Yes, you read that title correctly. This is not a bait-and-switch article where you get a title that is opposite to the post’s reasoning. Call me what you will but the truth is, I rarely, if ever, pray for my ex-husband. Not because I hate him. Not because I’m unforgiving and bitter. This is just something I’ve learned through my divorce healing that has helped me. Keep reading…
For more than a decade I prayed… and even begged God on my knees, to change my husband. I read (affiliate link) “Power of a Praying Wife” so many times, highlighting most of the pages. Even prayed over him while he slept. I read all the blog articles, listened to all the best marriage advice, and did all the things they said would help me… to help him. If I did all of what they told me then I’d be able to “change his heart” for me and for our family.
But it didn’t work.
Praying for change became my main focus.
My entire marriage became about praying that things would change, things would get better, and the betrayal and deception would stop. My world was revolving, so much around him, that I wasn’t able to focus on much else. Not God and certainly not myself. I believed the lie that my prayers could change someone else’s true character.
At some point during the divorce process, I told myself that as soon as my divorce was legally final (signed and sealed by the judge), I would stop praying. That day I was no longer focused on him, so I was able to focus on myself, my children, and our healing. I knew if I were still actively praying I’d be worried and watching for any changes, and possibly trying to control the outcome. Personally, I’m better at taking my hands off the situation when not praying for a person or their problems. I never want to be sucked back into another co-dependent relationship again.
I wrote it down in my journals… and then marched on in my divorce healing journey. If it has nothing to do with my children, I don’t even worry about it. I carry my own burden, my own load, and then leave the rest in God’s hands. Not in a selfish way, but a healthy way!
We’re supposed to pray for our enemies.
My ex-husband is not my enemy. Finding healing and forgiveness helped me to not hate him. I actually feel sorry for him and his lack of introspection and repentance. He’s not a victim but I do think he’s unable to see or feel all of the destruction left behind. Me praying for his sight, will not change anything.
In Divorce Care, I was told I should pray for him. Now, I disagree and never say to a divorcing woman, “You have to pray for him!”

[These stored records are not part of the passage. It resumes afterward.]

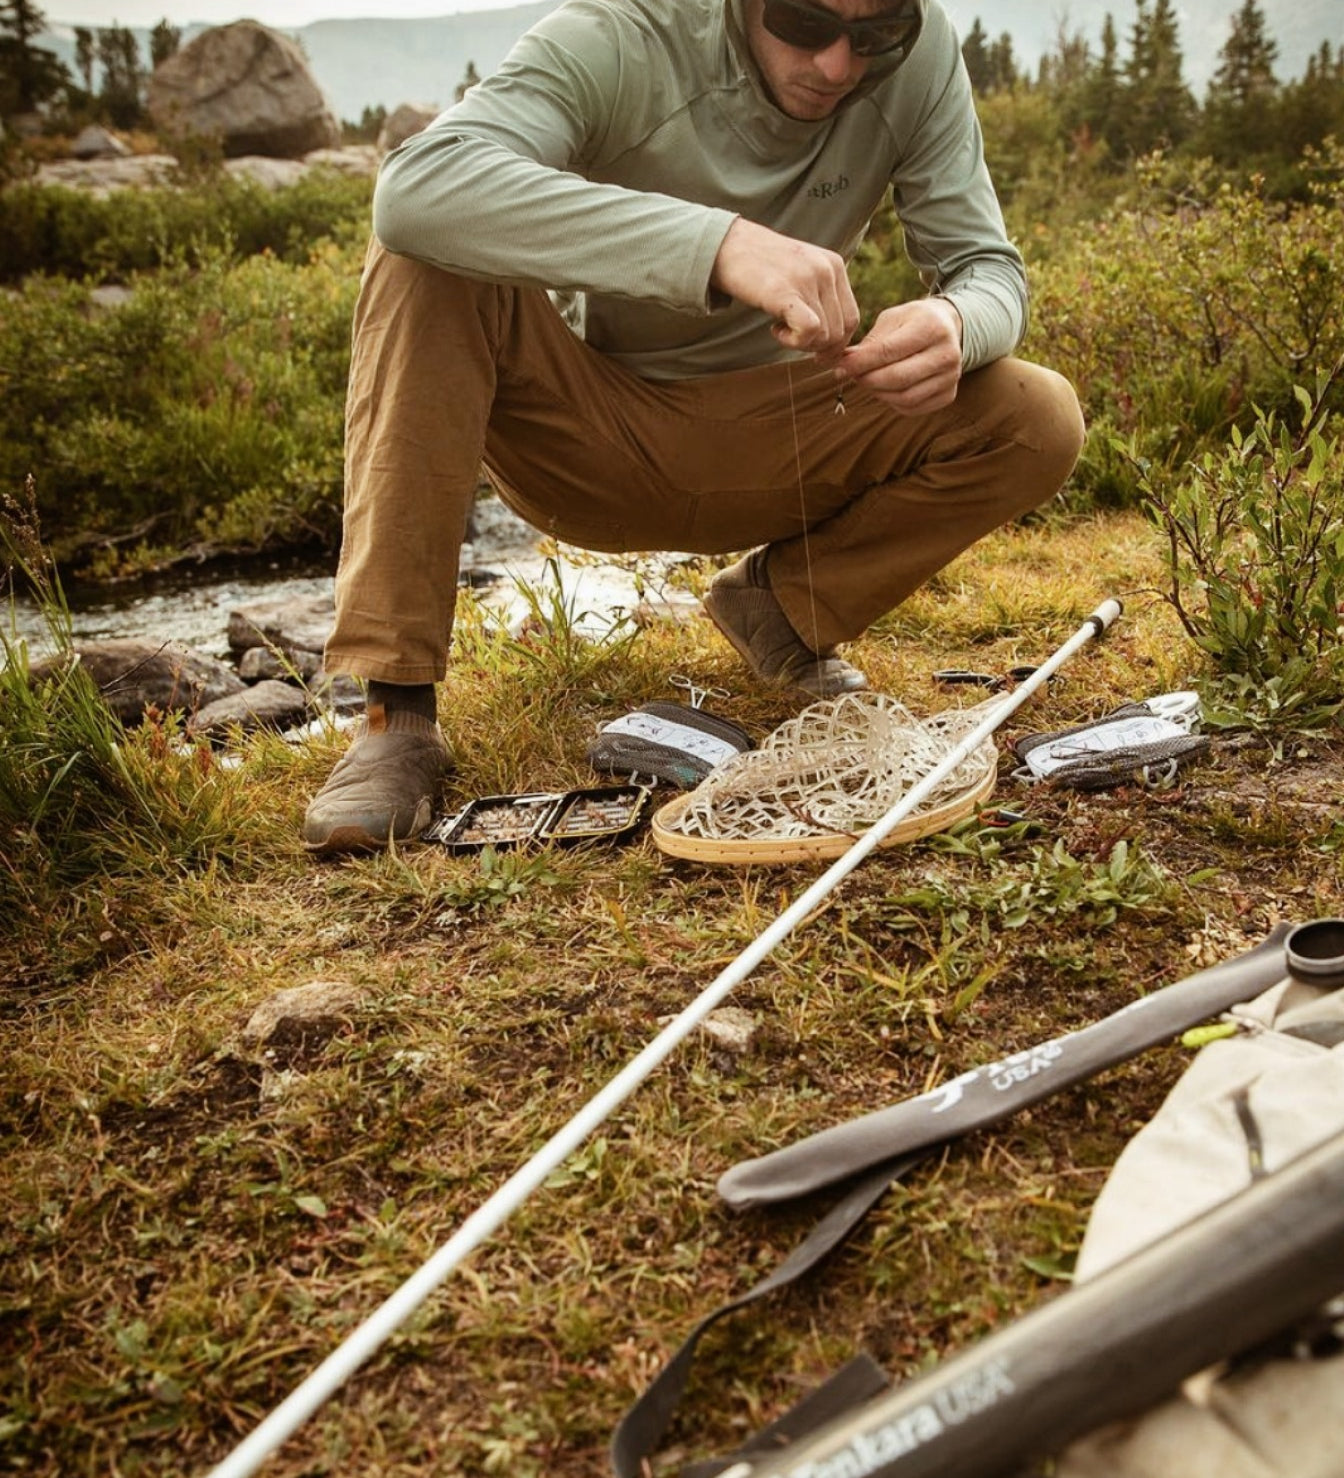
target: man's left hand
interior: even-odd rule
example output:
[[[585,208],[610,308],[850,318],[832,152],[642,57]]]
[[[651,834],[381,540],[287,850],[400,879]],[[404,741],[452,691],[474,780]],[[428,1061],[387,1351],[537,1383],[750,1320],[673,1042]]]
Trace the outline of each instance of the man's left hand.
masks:
[[[946,298],[884,309],[835,361],[841,385],[862,385],[905,415],[951,405],[961,381],[961,314]]]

I believe that just leads women to keep the healing focused on their ex-husband (remember we call that rumination as I explained last week). Too many women are already focused on him rather than themselves. It’s best to just release all of that to God and let Him take care of it.
It’s not my job.
Another reason why I no longer pray is, that’s not my job as his victim. There are other people who can do that. Other people can pray for him. His own family, who knows. Our children, who know. My son has often asked our church and his youth group to pray, and I’m confident they did just that. But, me, I have nothing to say. Nothing I need to talk to God about my ex-husband. He’s my EX for a reason.
Of course, it’s my heart’s desire that all adulterous and/or abusive men should turn from their sin and repent. Of course, it’s my heart desire that divorce shall never happen to another woman, who wants so desperately to hold her family together. I pray for these things but I won’t pray for a man who continues down the unrepentant wide-road path.

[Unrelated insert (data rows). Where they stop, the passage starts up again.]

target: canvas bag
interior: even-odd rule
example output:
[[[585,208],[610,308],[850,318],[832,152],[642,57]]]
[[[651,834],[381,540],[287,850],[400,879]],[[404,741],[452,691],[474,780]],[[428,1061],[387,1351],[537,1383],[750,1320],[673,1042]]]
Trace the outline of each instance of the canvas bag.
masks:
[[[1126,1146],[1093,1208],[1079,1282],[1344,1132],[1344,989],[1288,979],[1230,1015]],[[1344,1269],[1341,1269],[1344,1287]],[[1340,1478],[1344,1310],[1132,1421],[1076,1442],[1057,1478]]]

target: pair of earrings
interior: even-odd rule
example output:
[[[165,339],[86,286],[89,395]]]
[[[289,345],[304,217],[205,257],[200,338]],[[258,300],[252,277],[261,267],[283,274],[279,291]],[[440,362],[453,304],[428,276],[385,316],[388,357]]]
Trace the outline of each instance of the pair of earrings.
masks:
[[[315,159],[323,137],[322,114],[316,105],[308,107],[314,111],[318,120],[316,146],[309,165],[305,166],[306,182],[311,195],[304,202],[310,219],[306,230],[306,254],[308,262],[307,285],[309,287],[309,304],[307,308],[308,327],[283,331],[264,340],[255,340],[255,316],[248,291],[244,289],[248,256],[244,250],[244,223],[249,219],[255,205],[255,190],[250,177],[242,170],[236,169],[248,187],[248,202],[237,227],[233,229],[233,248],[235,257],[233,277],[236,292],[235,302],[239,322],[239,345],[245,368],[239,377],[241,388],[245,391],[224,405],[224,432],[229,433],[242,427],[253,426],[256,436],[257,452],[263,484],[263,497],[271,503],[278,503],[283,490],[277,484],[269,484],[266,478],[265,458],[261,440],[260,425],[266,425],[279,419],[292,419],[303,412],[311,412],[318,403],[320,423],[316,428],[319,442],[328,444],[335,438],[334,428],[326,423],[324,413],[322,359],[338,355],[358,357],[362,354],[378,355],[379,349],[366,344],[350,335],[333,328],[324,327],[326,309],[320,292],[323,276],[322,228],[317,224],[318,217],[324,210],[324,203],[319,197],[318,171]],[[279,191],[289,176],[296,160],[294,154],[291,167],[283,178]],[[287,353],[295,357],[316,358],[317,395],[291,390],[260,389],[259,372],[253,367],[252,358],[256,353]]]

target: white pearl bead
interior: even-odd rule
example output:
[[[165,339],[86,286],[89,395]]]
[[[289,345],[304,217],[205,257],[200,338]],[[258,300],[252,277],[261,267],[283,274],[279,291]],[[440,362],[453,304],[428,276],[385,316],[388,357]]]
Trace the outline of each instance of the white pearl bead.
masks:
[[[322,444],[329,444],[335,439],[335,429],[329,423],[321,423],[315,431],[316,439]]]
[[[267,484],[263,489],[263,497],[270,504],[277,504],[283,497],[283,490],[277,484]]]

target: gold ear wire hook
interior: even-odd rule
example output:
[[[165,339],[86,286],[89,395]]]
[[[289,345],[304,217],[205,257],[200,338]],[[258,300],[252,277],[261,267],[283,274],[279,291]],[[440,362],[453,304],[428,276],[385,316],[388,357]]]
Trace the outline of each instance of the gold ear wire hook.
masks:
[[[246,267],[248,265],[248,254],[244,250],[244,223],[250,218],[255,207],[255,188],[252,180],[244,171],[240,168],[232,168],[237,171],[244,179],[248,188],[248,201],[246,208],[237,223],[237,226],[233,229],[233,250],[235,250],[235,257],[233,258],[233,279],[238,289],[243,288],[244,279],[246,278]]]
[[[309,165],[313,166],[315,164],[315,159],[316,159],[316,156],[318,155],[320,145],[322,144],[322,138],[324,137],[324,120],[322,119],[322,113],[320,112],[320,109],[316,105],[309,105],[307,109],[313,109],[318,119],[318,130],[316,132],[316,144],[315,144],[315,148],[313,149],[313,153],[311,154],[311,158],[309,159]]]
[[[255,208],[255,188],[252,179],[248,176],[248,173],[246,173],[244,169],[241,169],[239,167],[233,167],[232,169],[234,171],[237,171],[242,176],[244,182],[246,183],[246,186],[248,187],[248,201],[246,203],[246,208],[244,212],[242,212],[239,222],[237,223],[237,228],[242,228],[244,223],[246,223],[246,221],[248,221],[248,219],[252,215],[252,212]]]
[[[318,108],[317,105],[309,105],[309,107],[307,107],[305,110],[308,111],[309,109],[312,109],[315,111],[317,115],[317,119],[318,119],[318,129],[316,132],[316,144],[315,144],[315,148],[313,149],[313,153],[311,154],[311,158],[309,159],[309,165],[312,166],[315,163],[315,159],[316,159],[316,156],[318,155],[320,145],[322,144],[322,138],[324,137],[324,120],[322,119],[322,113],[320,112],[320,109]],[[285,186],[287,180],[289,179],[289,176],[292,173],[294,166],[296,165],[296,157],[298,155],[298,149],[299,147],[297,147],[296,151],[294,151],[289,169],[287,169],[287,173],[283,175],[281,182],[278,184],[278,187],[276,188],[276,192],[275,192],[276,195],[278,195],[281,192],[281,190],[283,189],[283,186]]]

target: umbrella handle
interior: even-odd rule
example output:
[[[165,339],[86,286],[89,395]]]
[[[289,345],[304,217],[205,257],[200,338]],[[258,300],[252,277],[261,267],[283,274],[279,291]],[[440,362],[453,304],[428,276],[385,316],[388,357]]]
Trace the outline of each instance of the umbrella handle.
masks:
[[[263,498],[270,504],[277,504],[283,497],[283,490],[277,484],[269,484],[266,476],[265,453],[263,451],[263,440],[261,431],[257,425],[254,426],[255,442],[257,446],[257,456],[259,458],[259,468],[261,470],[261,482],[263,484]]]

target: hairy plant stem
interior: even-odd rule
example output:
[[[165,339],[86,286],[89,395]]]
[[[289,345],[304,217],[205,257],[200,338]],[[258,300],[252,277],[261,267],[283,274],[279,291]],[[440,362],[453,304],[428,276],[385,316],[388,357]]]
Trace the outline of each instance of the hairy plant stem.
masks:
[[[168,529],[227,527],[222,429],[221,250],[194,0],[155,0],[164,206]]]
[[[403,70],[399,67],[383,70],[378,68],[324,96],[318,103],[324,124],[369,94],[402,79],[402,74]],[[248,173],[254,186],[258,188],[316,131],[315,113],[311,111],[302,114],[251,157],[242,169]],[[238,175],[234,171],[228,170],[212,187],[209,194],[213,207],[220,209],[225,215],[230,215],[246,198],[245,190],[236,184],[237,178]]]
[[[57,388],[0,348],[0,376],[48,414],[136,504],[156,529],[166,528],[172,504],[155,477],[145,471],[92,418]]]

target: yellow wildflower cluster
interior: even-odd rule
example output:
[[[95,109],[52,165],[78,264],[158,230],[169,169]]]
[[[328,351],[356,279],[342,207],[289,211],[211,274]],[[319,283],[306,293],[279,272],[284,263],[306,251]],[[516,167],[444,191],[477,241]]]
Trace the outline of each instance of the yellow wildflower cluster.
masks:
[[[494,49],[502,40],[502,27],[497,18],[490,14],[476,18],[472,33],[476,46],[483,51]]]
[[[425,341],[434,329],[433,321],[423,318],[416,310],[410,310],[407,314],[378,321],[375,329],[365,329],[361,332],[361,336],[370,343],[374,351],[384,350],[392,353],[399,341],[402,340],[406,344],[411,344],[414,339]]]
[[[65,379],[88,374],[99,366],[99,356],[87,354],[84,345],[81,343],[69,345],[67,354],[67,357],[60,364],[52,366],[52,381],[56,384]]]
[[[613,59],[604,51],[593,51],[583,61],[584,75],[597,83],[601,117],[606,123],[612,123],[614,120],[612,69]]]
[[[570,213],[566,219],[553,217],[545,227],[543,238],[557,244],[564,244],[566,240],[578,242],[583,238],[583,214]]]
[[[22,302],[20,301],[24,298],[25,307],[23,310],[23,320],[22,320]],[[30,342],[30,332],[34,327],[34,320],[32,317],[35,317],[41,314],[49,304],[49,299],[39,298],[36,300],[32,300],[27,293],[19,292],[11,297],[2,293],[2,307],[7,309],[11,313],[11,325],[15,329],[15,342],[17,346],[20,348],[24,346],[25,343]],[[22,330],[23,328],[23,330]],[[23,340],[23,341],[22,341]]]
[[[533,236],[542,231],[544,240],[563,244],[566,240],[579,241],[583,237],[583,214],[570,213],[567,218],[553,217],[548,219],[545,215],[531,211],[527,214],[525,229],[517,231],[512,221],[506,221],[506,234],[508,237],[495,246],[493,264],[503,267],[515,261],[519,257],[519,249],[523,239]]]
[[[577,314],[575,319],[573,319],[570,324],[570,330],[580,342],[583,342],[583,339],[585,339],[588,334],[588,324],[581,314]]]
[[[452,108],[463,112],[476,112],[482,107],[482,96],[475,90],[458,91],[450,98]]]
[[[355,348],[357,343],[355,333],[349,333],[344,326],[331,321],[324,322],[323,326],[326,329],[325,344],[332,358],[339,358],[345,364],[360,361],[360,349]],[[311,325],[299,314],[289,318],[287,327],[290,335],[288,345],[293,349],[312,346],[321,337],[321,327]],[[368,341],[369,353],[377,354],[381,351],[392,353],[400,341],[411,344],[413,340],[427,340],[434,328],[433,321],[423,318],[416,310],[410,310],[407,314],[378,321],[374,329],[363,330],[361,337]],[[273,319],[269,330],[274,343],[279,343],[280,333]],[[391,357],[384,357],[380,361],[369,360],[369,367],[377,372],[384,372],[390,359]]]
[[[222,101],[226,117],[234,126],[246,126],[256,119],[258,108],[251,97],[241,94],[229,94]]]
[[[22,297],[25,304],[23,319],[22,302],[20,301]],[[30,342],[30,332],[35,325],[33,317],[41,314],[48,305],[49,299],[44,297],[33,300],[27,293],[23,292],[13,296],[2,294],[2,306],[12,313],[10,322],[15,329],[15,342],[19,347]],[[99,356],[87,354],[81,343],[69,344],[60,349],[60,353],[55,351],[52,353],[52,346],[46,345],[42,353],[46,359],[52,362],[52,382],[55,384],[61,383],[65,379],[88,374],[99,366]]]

This fixer stopped trying to fix everyone.
During my abuse recovery, I learned that I’m a fixer. “A fixer” is someone who gets fulfillment out of helping everyone else. They really do enjoy taking care of others, often so much that they hurt themselves in the process. Sometimes, the costs outweigh the benefits of being a fixer.
I spent almost 4 decades trying to fix people. Yes, really that long! It started with my bi-polar mother (with a narcissistic-type personality), who needed me to care for her. Then I got married. Like I shared in my practicing self-care article, I had to learn fuel myself so that I’m better able to selflessly care for others.

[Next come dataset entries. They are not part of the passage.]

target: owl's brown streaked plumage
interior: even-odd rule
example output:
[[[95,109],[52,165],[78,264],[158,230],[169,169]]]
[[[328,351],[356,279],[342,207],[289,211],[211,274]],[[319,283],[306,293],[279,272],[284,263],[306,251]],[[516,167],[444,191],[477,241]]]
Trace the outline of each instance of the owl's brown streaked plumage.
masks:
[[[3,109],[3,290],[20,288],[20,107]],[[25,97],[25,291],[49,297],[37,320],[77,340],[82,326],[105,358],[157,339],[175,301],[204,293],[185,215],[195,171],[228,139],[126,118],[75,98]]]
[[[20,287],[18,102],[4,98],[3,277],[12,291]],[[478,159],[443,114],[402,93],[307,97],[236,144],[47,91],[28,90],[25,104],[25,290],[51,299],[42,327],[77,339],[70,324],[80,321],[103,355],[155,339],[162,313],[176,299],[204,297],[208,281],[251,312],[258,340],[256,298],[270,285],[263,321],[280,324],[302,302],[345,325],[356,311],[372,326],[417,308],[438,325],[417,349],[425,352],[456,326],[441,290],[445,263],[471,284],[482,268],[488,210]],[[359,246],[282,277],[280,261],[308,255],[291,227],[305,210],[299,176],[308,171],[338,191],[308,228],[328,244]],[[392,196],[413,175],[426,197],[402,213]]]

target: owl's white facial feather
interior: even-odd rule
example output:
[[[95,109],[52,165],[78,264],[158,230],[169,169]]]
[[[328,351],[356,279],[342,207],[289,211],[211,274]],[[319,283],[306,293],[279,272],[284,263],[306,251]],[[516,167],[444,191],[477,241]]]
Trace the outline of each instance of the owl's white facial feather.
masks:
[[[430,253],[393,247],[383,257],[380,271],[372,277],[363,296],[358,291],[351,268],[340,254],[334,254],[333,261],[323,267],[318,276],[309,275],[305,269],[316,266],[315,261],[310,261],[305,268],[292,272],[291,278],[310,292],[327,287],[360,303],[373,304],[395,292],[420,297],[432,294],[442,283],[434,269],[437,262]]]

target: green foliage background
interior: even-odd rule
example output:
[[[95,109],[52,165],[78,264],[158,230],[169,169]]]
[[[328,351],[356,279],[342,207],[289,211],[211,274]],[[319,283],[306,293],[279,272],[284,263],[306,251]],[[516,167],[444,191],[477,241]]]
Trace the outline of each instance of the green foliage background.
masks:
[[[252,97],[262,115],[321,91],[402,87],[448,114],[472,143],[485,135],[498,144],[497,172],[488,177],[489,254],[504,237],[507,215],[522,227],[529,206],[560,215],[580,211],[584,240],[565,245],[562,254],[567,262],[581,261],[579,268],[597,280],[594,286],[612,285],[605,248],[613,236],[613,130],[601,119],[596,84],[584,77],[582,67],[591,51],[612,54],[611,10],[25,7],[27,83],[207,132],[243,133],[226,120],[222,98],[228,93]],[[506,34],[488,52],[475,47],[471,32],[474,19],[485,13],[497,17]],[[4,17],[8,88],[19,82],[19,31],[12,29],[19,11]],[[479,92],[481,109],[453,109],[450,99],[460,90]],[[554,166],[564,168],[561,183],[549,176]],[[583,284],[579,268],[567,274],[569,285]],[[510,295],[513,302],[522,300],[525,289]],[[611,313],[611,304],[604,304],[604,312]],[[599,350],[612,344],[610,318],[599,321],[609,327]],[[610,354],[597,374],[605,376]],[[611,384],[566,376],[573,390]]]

Plus God does not need me to “fix” other people anymore. He can handle His job of changing hearts just fine without my help. My job is to just be me, the authentic, daring version of who God created me to be. I can encourage and empower women to change themselves, but I leave the actual changing to God.
Post edited to add.
If you see a fellow believer sinning in a way that does not lead to death, you should pray, and God will give that person life. But there is a sin that leads to death, and I am not saying you should pray for those who commit it. All wicked actions are sin, but not every sin leads to death. We know that God’s children do not make a practice of sinning, for God’s Son holds them securely, and the evil one cannot touch them. – 1 John 5:16-18 NLT
What has been your experience with praying for your ex-husband? Are you able to pray without rumination or do you agree with me?